Missouri: Overall health ranking 42nd
- High numbers of home health care workers! I told you in a previous blog that home health care in Missouri is competitive! Ranking: 10th
- Low prevalence of severe housing problems. Ranking: 20th
- Low prevalence of excessive drinking. Meaning: The percentage of older adults (age 65+) who reported binge drinking or heavy drinking (15 or more drinks per week) Ranking: 18th
- High prevalence of frequent physical distress. Physical distress is characterized by 14 or more days of self-reported poor physical health in the past month (30 days). It’s associated with chronic conditions like CHF, COPD and Diabetes.
- High percentage of low care nursing home residents. Ranking: 49th.
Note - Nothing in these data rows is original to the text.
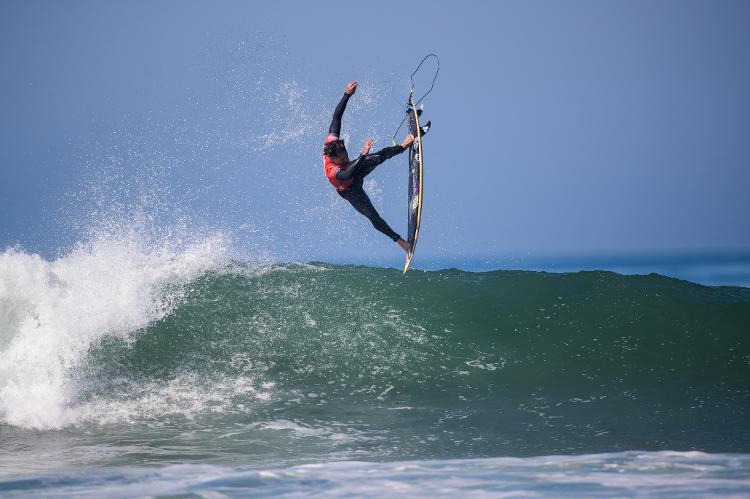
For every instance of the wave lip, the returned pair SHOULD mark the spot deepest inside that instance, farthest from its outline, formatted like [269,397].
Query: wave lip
[51,312]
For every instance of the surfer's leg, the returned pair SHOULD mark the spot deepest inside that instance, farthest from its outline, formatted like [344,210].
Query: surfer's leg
[358,198]
[373,160]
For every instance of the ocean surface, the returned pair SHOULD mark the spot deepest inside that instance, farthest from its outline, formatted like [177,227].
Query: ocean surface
[133,370]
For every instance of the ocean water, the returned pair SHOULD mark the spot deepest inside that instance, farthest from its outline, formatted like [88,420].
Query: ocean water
[132,369]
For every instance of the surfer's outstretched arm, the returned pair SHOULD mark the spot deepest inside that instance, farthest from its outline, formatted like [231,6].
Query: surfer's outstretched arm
[355,167]
[335,128]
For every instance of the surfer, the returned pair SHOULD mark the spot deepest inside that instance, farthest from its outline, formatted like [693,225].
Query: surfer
[347,176]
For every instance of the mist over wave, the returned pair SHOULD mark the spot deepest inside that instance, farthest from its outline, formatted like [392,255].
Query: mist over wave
[290,361]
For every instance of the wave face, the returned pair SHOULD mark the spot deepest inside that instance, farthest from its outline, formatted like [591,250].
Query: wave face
[292,362]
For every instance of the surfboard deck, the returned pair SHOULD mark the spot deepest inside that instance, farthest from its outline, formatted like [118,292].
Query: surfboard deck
[416,168]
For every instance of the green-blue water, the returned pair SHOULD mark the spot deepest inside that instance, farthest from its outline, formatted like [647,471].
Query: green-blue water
[241,368]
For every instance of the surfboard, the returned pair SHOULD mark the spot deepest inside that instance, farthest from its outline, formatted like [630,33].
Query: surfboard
[416,168]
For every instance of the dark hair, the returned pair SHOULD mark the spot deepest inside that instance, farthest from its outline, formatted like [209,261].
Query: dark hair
[333,148]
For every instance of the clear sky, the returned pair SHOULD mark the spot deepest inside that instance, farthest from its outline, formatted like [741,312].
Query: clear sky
[559,127]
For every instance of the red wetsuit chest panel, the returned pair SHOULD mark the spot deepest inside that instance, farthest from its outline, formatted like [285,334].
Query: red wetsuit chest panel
[331,168]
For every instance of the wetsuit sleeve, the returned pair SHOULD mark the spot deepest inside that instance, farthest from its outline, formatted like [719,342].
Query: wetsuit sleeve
[351,170]
[383,154]
[335,127]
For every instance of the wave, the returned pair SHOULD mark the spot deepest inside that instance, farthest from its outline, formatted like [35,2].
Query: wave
[432,363]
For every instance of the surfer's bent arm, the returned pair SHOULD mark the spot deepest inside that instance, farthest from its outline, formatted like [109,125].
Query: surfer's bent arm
[352,169]
[335,128]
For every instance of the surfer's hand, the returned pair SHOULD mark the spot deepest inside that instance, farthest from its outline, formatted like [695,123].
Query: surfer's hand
[368,144]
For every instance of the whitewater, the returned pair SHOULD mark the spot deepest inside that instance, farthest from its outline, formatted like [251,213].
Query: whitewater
[132,367]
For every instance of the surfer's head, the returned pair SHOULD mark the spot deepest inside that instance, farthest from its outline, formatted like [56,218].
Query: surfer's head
[336,150]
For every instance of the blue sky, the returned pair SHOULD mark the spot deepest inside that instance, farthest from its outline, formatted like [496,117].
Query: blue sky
[559,127]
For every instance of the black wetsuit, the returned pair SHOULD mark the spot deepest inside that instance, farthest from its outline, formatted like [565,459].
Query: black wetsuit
[357,170]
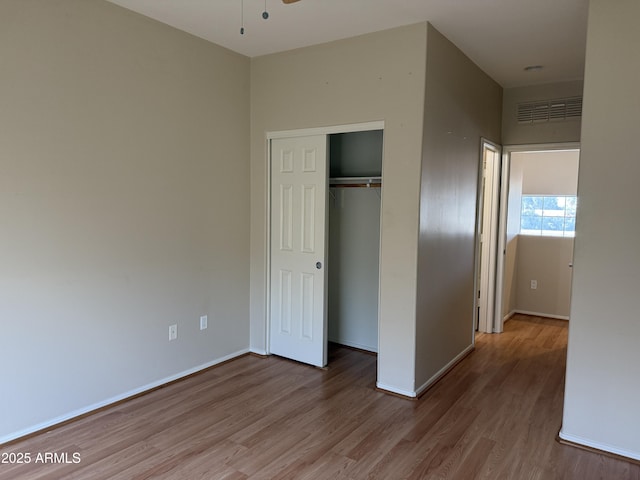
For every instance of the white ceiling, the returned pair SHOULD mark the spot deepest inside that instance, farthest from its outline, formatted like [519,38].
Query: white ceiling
[501,36]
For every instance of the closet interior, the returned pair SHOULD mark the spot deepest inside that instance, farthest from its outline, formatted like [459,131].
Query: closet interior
[354,238]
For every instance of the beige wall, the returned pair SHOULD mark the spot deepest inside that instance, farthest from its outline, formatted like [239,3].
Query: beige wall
[603,363]
[546,260]
[549,132]
[548,172]
[124,204]
[372,77]
[462,104]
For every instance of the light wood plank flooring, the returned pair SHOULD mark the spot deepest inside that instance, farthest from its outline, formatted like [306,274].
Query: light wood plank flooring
[494,416]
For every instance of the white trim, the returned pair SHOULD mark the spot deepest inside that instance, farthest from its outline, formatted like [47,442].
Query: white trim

This means the percent of nursing home residents who did not require physical assistance for bed mobility, transferring, using the toilet and eating. Why’s this important? These residents who don’t need help with everyday living tasks might be more suitable to live independently, either in their home or an assisted or senior living facility. Studies show better health outcomes for folks who do not live in a nursing home.
- High prevalence of smoking. Ranked 42nd, 11% of people age 65 and older reported smoking.
Kansas: Overall health ranking: 27th
- Low percentage of older adults who avoid care due to cost: Ranking: 2nd
- Low percentage of insufficient sleep: Ranking: 12th
- Low percentage of excessive drinking: Ranking: 11th
- High prevalence of falls. Ranking: 33th
- Low geriatric provider rate. Ranking: 40th. Number of family medicine and internal medicine geriatrics and nurse practitioners per 100,000 adults ages 65 and older
- High percentage of low care nursing home residents. Ranking: 47th
What does this all mean? Both states can do a better job in addressing their weaknesses, especially in having their older adults “age in place.” That means home health care (if needed) for the 77% of older adults surveyed, according to the study, who said they want to stay in their homes for as long as they can!